Based on my understanding of the TVM Runtime, the data of input and parameter nodes are copied from host memory to device memory and the output data are copied back to the host memory before and after inference, respectively. With iGPU, such as AMD APU devices, memory for CPU and GPU are coming from the same pool. It is possible to eliminate the copying by direct access the host memory from an iGPU device. To do so, we need to modify the APIs of TVM Runtime for setting input, params and getting output data. I am thinking of two options:
-
Define new functions to allow backend to access the host memory directly, for example
graph_runtime.GraphModule.set_hostptr_input(key=None, value=None, **params) graph_runtime.GraphModule.get_hostptr_output(index, out=None)
-
Modify the existing APIs of set_input() and get_output() by adding a “mem” parameter, which has value of “host” or “device”. With the default value of “device”, no change is required for any of existing applications.
graph_runtime.GraphModule.set_input(key=None, value=None, mem=”device” **params) graph_runtime.GraphModule.get_output(index, mem=”device”, out=None)
The current approach of copying data to device memory has the call-by-value semantics, i.e. the backend operation has no impact on the original data. In contrast, direct access of host memory data in the backend has call-by-reference semantics; any modification of data in the backend could be seen by the frontend.
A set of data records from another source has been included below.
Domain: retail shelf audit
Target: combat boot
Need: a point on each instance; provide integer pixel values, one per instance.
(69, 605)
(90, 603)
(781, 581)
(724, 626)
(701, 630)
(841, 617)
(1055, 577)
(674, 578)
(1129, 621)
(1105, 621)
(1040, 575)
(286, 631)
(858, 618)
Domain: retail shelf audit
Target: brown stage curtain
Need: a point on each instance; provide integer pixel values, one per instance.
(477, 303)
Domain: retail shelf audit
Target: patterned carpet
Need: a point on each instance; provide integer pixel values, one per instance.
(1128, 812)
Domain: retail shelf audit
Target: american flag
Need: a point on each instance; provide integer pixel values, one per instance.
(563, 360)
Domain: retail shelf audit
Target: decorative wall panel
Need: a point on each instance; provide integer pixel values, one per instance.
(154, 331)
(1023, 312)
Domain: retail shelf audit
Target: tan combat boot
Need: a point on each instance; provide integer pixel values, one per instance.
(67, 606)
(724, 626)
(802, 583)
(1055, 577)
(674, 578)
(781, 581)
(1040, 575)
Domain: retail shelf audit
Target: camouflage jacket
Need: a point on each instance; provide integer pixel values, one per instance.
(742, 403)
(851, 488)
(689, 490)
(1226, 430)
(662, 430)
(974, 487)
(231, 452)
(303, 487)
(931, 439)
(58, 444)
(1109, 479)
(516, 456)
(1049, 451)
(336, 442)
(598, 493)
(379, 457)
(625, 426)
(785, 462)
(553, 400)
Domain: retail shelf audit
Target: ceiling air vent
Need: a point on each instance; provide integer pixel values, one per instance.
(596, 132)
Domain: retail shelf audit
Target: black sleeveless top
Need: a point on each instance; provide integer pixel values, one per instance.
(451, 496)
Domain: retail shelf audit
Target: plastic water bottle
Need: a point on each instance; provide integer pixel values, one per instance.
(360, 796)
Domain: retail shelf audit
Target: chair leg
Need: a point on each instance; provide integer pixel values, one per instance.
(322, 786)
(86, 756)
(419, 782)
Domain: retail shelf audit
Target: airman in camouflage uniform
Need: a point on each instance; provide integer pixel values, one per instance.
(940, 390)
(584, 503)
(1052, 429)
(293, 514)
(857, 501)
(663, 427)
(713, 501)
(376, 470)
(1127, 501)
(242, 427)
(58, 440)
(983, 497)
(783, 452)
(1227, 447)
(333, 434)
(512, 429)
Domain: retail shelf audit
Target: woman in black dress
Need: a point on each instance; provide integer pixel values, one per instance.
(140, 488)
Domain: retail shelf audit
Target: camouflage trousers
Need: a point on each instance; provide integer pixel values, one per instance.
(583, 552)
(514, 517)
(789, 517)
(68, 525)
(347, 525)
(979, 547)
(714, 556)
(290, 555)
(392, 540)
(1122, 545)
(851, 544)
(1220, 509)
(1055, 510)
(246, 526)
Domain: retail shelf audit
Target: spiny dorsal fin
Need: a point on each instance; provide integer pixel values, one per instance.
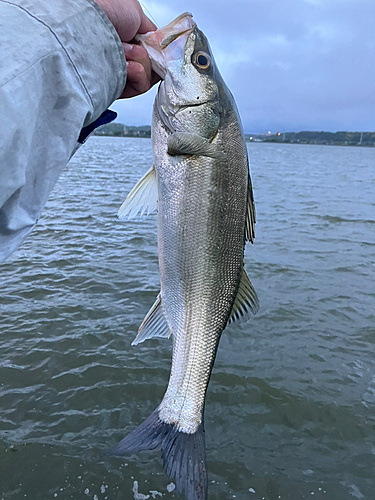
(142, 198)
(154, 324)
(250, 213)
(183, 143)
(246, 301)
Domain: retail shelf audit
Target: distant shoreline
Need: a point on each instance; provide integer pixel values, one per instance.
(362, 139)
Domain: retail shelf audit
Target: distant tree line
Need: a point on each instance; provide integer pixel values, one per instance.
(120, 130)
(305, 137)
(331, 138)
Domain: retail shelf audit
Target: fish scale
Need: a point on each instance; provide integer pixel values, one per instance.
(200, 179)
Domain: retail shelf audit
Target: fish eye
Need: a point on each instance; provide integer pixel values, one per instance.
(202, 60)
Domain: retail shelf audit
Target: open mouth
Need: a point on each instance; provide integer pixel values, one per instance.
(168, 43)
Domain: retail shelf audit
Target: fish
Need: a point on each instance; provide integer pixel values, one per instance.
(200, 186)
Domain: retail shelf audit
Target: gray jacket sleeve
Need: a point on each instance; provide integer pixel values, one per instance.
(61, 66)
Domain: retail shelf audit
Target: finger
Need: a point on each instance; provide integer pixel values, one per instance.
(146, 25)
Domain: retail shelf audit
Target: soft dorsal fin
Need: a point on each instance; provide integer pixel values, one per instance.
(250, 213)
(142, 198)
(246, 301)
(154, 324)
(183, 143)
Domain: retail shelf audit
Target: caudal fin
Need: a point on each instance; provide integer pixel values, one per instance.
(183, 454)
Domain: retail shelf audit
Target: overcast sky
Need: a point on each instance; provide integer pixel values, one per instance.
(292, 65)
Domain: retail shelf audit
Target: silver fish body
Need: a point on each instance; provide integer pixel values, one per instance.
(205, 216)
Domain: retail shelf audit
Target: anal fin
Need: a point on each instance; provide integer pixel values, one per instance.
(246, 301)
(154, 324)
(184, 143)
(142, 198)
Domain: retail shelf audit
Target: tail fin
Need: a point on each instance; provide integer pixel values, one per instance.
(183, 454)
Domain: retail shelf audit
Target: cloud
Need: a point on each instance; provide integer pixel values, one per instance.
(292, 65)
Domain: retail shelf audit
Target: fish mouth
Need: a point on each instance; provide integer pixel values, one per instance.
(167, 44)
(184, 23)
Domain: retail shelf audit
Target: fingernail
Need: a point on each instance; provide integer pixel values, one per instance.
(127, 47)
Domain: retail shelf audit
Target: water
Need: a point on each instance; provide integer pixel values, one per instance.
(290, 406)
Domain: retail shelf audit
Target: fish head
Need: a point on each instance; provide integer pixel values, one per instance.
(188, 96)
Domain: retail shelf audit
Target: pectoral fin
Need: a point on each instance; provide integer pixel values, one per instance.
(246, 301)
(250, 213)
(142, 198)
(183, 143)
(154, 324)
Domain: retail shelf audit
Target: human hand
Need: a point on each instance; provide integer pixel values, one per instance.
(129, 19)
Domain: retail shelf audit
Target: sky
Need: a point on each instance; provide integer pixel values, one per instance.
(291, 65)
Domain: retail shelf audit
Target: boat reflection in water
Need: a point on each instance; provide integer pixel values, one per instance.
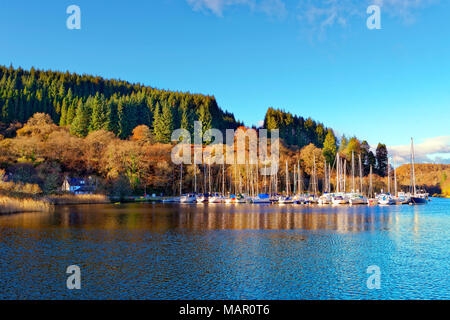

Since only system with unified memory can benefit from using host memory approach and the data could be potentially modified by the backend operations, it may make sense to have special APIs to allow direct memory access of the data. However, adding new APIs in the TVM Runtime to passing data to the backend may not be desired. I am seeking comments/suggestion of how to proceed to support direct access of host memory from the backend.
BTW, please let me know if there is any on-going effort already working on this area.